若衆かぶきを禁止された若衆たちは、舞台に立つことを禁じられ、舞台に立つことができるのは、前髪を剃り落とした男性に限る、 とされました。

前髪を剃り落とす事は、若衆たちにとっては、屈辱的なことだった、とされています。

しかし、前髪を剃った若衆の花形たちは、そのまま野郎歌舞伎に移行し、前髪を剃った後に紫の布を置く「野郎帽子」をつけて、 女性に扮装して登場しました。

ここに女形が誕生したのです。

この頃の初期の女形の花形たちは、ほとんどが色子宿の出身者であったと言われています。

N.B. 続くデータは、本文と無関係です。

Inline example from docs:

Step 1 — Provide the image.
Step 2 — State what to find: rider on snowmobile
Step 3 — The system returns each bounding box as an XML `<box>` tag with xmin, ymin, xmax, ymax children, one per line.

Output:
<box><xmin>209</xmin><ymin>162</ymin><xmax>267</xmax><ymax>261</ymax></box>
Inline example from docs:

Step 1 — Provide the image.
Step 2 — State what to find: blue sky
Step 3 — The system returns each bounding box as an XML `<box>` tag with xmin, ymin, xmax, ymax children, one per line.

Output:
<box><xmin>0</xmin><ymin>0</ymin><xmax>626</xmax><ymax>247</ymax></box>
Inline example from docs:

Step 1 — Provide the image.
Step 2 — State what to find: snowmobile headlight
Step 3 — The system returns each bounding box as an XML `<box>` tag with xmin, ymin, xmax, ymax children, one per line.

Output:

若衆歌舞伎時代の蓄積が継続された事で、この頃「歌舞伎」は非常に速いペースで発展を遂げていく事になります。

それは、「引き抜き」による「変化舞踊」の流行を含んで、ついには、元禄の時代(1688~1704)に、歌舞伎の中の舞踊が 「所作事[しょさごと]」という名で、歌舞伎からの独立した演目としても成立するようになっていったのです。

その後、宝暦の時代(1751~1764)、初代中村富十郎[かなむらとみじゅうろう]による『京鹿子娘道成寺』初演という、 現代まで続く日本舞踊の名曲の上演へとつながっていきました。